Neben den aktuellen und Album Songs gibt es zwei Coverversionen. „Revolution blues“ von Neil Young und „Everybody’s been burned” von den Byrds.
Beim Neil Young Cover bekommt der meist gelangweilt dreinblickende Bassist etwas mehr zu tun. Zumindest hat er jetzt keine Augen mehr für das Treiben auf der Galerie oder an der Bar, die direkt neben der Bühne eingerichtet ist. Konzentriert wie zuvor nicht gesehen zupft er an den Saiten. Bei den Lee Ranaldo Songs scheint er unterbeschäftigt zu sein, sie zeichnen sich wahrlich nicht durch virtuose Basslinien aus.
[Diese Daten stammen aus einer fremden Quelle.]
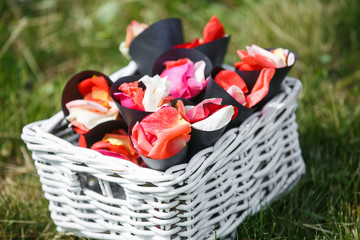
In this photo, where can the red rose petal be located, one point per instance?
(85, 86)
(261, 87)
(213, 30)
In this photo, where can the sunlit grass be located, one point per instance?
(43, 43)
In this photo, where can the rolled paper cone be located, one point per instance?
(154, 41)
(127, 113)
(215, 50)
(179, 53)
(99, 131)
(202, 139)
(250, 78)
(214, 90)
(162, 164)
(71, 91)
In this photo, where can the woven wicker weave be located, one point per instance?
(107, 198)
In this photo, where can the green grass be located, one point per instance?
(43, 43)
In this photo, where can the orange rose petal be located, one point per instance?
(181, 109)
(85, 86)
(261, 87)
(213, 30)
(134, 92)
(164, 118)
(140, 140)
(170, 64)
(170, 141)
(228, 78)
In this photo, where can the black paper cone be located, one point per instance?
(128, 114)
(99, 131)
(179, 53)
(214, 90)
(163, 164)
(71, 91)
(154, 41)
(201, 139)
(250, 78)
(215, 50)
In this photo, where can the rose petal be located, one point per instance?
(157, 88)
(272, 57)
(237, 94)
(134, 92)
(228, 78)
(168, 127)
(85, 87)
(199, 111)
(85, 104)
(133, 30)
(217, 120)
(261, 87)
(189, 45)
(213, 30)
(170, 141)
(88, 118)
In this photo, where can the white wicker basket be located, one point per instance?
(211, 195)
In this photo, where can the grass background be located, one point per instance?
(43, 43)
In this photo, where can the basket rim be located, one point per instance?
(38, 132)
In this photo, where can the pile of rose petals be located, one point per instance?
(181, 109)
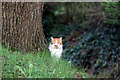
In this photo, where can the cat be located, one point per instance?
(56, 47)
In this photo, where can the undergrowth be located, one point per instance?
(40, 65)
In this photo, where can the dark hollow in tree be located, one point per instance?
(22, 25)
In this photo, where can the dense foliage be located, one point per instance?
(15, 64)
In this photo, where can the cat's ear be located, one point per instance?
(51, 38)
(61, 38)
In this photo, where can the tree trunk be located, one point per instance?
(22, 25)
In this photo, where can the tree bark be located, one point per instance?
(22, 25)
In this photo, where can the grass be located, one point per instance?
(40, 65)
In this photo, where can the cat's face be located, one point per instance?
(56, 42)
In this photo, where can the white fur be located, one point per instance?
(56, 52)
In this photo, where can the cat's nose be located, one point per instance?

Meist reichen drei, vier Griffe, die locker nebenbei herunterzuspielen sind. Großes Bassspiel ist dafür nicht notwendig. Nun aber ist er voll dabei. Für ca. 5 Minuten. Dann verfällt er wieder in sein altes Muster: dröges Bassspielen und interessiert teilnahmslos in die Gegend gucken.
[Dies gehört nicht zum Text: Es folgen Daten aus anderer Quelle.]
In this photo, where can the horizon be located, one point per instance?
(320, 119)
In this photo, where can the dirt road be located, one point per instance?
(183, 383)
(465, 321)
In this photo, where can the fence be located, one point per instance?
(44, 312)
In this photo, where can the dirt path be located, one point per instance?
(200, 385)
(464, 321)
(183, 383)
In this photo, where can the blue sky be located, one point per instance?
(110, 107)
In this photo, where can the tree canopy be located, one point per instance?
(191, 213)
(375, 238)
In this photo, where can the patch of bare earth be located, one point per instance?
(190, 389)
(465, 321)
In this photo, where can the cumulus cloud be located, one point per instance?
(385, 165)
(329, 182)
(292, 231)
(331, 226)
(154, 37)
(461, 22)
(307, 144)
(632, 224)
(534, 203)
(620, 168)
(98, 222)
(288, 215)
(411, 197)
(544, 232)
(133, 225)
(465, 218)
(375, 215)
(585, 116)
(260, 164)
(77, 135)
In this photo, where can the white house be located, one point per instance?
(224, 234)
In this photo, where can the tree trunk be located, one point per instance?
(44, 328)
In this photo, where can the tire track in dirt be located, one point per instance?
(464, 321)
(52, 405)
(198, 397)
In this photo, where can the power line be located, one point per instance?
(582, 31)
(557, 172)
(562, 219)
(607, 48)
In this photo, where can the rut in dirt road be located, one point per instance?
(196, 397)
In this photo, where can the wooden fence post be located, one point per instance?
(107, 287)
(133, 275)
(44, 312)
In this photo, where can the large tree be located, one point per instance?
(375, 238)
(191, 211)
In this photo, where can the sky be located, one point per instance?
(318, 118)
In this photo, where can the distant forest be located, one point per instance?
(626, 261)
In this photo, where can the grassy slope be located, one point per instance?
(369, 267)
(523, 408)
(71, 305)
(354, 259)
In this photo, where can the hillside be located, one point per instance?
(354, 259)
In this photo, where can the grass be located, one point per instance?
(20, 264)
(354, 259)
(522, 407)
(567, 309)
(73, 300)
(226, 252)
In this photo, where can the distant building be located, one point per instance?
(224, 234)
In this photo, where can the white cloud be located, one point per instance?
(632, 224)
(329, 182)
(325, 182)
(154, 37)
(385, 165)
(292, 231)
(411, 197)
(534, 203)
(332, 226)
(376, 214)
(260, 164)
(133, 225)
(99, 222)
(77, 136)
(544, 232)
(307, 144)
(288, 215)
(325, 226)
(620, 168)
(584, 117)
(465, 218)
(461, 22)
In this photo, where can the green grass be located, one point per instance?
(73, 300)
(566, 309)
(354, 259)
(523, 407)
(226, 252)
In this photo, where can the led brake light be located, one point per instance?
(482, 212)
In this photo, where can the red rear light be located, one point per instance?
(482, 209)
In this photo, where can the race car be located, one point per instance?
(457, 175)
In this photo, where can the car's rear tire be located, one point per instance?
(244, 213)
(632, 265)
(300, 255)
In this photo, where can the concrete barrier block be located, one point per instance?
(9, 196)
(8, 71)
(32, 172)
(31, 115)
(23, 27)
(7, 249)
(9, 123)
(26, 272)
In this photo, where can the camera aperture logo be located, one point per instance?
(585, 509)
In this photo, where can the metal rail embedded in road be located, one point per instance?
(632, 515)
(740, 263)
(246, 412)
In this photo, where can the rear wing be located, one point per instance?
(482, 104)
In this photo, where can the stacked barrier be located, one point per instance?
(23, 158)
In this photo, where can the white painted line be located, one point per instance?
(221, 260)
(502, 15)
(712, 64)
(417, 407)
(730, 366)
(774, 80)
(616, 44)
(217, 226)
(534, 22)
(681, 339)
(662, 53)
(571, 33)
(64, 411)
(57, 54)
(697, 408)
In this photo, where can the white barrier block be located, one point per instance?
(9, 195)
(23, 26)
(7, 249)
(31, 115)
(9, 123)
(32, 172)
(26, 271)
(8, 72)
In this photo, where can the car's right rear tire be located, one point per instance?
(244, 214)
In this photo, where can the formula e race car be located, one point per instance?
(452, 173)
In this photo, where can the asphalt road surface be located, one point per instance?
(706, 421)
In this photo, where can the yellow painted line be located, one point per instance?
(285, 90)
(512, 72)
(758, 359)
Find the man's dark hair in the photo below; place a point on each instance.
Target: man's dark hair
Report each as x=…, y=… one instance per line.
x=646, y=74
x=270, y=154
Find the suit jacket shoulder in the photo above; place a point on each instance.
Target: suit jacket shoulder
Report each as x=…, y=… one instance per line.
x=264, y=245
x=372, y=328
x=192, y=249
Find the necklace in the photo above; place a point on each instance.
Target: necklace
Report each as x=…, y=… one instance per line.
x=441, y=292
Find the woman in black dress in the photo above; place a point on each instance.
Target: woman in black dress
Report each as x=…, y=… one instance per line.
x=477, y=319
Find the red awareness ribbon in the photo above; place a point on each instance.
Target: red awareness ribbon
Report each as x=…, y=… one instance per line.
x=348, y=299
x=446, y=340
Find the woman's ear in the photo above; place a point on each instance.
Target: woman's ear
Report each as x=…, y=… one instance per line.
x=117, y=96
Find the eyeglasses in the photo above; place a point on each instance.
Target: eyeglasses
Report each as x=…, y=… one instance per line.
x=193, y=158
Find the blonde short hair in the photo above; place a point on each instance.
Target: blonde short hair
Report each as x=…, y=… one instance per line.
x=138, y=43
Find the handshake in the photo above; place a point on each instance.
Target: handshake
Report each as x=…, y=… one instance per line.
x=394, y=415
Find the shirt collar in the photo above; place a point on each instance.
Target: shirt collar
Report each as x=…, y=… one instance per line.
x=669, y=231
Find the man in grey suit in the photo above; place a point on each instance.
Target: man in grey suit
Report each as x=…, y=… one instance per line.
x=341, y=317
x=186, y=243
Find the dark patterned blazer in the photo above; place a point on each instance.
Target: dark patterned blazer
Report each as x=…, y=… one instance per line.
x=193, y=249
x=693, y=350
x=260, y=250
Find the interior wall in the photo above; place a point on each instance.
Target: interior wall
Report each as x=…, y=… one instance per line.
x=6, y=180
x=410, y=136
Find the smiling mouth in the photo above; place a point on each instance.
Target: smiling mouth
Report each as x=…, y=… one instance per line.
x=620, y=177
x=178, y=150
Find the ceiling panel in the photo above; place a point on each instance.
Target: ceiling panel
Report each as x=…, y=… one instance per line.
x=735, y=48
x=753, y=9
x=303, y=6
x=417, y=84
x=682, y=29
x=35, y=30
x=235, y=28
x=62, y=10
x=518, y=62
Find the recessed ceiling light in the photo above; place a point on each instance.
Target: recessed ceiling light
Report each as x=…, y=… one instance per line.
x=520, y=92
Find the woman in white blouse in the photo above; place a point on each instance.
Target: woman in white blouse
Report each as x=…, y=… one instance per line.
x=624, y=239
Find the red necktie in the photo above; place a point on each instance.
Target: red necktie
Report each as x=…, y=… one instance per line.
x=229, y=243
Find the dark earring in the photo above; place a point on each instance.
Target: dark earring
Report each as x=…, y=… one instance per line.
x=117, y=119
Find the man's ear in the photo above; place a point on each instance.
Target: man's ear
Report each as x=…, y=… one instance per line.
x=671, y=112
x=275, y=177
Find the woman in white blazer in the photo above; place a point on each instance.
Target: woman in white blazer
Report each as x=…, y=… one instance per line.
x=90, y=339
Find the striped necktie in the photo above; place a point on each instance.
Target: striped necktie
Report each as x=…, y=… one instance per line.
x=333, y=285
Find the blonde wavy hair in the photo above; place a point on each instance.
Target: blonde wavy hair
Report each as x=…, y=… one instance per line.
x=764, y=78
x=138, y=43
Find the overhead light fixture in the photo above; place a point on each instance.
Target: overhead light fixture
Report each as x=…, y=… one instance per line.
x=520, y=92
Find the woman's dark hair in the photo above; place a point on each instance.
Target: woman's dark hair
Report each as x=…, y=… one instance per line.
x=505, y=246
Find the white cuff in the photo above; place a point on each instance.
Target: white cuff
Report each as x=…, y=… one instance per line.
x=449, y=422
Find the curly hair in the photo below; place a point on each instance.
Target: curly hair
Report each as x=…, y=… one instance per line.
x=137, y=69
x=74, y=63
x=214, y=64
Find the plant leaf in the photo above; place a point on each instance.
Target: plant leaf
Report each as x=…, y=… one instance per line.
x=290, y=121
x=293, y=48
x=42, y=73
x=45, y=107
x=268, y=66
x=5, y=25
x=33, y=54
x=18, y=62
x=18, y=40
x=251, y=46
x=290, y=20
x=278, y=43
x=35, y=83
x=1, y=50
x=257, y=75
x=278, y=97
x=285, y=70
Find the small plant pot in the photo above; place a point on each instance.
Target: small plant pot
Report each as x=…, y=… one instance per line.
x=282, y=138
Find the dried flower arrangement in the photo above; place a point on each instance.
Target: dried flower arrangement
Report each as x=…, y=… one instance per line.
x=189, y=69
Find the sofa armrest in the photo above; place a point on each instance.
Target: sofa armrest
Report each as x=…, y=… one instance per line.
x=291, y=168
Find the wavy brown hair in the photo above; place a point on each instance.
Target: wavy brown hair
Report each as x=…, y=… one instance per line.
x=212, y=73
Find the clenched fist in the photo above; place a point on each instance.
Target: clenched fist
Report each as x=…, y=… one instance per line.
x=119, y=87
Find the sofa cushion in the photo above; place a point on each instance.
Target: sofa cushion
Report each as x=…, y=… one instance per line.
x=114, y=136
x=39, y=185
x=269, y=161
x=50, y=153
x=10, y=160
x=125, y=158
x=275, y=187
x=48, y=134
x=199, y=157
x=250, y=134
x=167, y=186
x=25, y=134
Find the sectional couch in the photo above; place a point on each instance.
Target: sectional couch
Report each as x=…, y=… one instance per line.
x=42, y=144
Grundsätzlich waren die beiden anderen Musiker eher abseits des Geschehens. Lee Ranaldo war uneingeschränkt der Bühnenchef, im Blickkontakt mit Steve Shelly regelte er die Songs. Gitarrist Nummer zwei, Alan Licht, stand dem oft teilnahmslos gegenüber. Für zwei Gitarrensoli traute er sich in die Bühnenmitte, hob seine Gitarre senkrecht in die Höhe und wirkte dabei eher unglücklich lustlos als hundertprozentig bei der Sache. Die Musiker kamen mir etwas müde vor. Steve Shelly hang über seinem Schlagzeug (auf dem vorne noch der Sonic Youth Schriftzug prangte) und wirkte manchmal wie ein Teddybär, der nach vorne übergebeugt krabbelnd die Schlagstöcke auf die Trommeln wischt. ‚Summer is coming‘ wie Lee Ranaldo richtig feststellte, und ‚die Zeit für Klubkonzerte eher ungeeignet.‘ Vielleicht schien das den vieren aufs Gemüt zu schlagen.
Ach, ist aber auch egal, denn es war ein hervorragendes Konzert. So war an diesem Abend in Hasselt alles gut. Musik gut, Kulturcentrum gut, Frituur gut. Mehr kann ich von einem Belgienausflug nicht verlangen.